Perubahan mulai terjadi ketika seorang ahli hukum adat, Cornelis van
Vollenhoven mengeritik dan menyerang teori Receptio
in Complexu. Kritik dan serangan van Vollenhoven didukung oleh Penasihat
Pemerintah Hindia-Belanda tentang Soal-soal Islam dan Anak Negeri, Christian
Snouck Hurgronje. Menurut keduanya, yang sesungguhnya berlaku di Hindia-Belanda
bukanlah hukum Islam, melainkan hukum adat. Ke dalam hukum adat itu memang
masuk hukum Islam, tetapi hukum Islam baru mempunyai kekuatan kalau sudah
diterima sebagai hukum adat. Pendapat kedua orang ini dikenal sebagai teori Receptie.
Sejak muncul teori inilah, di kalangan masyarakat lahir dua kubu mengenai
hubungan agama (dalam hal ini Islam) dengan negara.
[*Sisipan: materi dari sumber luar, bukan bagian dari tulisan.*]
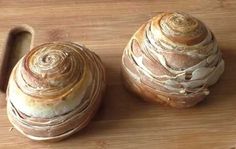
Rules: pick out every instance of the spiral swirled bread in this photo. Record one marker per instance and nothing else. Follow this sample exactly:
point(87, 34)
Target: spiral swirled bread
point(55, 90)
point(172, 59)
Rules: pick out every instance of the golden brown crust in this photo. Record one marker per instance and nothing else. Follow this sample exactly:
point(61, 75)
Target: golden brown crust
point(55, 90)
point(172, 59)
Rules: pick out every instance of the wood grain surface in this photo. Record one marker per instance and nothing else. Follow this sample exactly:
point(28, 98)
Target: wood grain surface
point(125, 121)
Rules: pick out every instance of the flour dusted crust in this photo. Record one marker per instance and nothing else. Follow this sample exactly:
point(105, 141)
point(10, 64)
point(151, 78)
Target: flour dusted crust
point(172, 59)
point(55, 90)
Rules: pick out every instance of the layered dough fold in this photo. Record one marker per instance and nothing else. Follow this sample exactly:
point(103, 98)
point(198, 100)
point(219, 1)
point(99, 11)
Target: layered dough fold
point(55, 90)
point(172, 59)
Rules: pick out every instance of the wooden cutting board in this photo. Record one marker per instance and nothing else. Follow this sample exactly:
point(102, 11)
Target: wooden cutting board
point(123, 121)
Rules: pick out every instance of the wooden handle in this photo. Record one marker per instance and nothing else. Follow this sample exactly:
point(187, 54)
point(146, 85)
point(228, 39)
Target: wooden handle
point(19, 41)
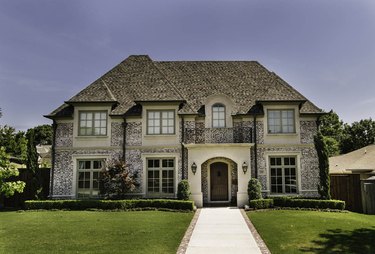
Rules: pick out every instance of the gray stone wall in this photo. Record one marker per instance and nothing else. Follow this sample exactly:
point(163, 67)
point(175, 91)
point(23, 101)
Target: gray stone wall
point(308, 130)
point(63, 171)
point(64, 135)
point(308, 170)
point(134, 134)
point(117, 134)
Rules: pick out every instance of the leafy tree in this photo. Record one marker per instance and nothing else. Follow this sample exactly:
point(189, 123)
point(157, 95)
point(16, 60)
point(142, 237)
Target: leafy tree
point(332, 128)
point(13, 142)
point(324, 180)
point(117, 180)
point(42, 134)
point(358, 135)
point(8, 188)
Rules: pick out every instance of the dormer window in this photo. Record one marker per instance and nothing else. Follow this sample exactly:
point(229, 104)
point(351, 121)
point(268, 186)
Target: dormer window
point(218, 116)
point(281, 121)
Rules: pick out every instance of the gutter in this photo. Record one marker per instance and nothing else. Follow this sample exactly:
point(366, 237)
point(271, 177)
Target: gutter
point(182, 147)
point(255, 147)
point(53, 159)
point(124, 125)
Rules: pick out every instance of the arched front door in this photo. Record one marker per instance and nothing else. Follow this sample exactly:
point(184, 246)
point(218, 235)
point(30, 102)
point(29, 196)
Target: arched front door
point(219, 181)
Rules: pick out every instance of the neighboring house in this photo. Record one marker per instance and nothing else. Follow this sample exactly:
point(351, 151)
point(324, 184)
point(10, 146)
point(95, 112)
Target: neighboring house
point(361, 161)
point(215, 123)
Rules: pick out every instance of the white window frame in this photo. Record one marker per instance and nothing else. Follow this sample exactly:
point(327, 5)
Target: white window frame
point(218, 115)
point(91, 170)
point(283, 124)
point(162, 125)
point(96, 124)
point(160, 169)
point(283, 168)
Golongan-golongan dalam
masyarakat yang diciptakan oleh pemerintah kolonial itu secara otomatis akan
saling berhadapan jika dimunculkan isu menyangkut kepentingan mereka.
Ketika pada awal abad XX pemerintah kolonial
Belanda bermaksud menghapuskan hukum Islam tentang urusan waris dan
menggantinya dengan hukum adat (adatrecht),
Ki Bagus terlibat langsung dalam perdebatan mengenai posisi hukum Islam di
dalam landraad (pengadilan negeri) itu. Dan sesudah
diperdebatkan selama sepuluh hari di
dalam kepanitiaan yang dipimpin oleh Prof. Dr. Husein Djajadiningrat (Ki Bagus duduk sebagai anggota) dengan suara terbanyak diputuskan: hukum
Islamlah yang harus dipakai oleh landraad
untuk memutuskan perkara-perkara yang mengenai atau bersangkut-paut dengan
hal-ihwal waris.
Islam: Jiwa yang Hidup dan Bersemangat
Dalam hubungan dengan semangat kebangsaan, Ki Bagus mengingatkan, bukankah
tokoh-tokoh yang berani menentang imperalisme Belanda adalah tokoh-tokoh
seperti Pangeran Diponegoro, Teuku Umar, Imam Bonjol, dan kiai-kiai lain yang
merupakan penganjur dan pendekar rakyat yang berpegang teguh kepada Islam serta
mendasarkan perjuangannya di atas dasar agama Islam.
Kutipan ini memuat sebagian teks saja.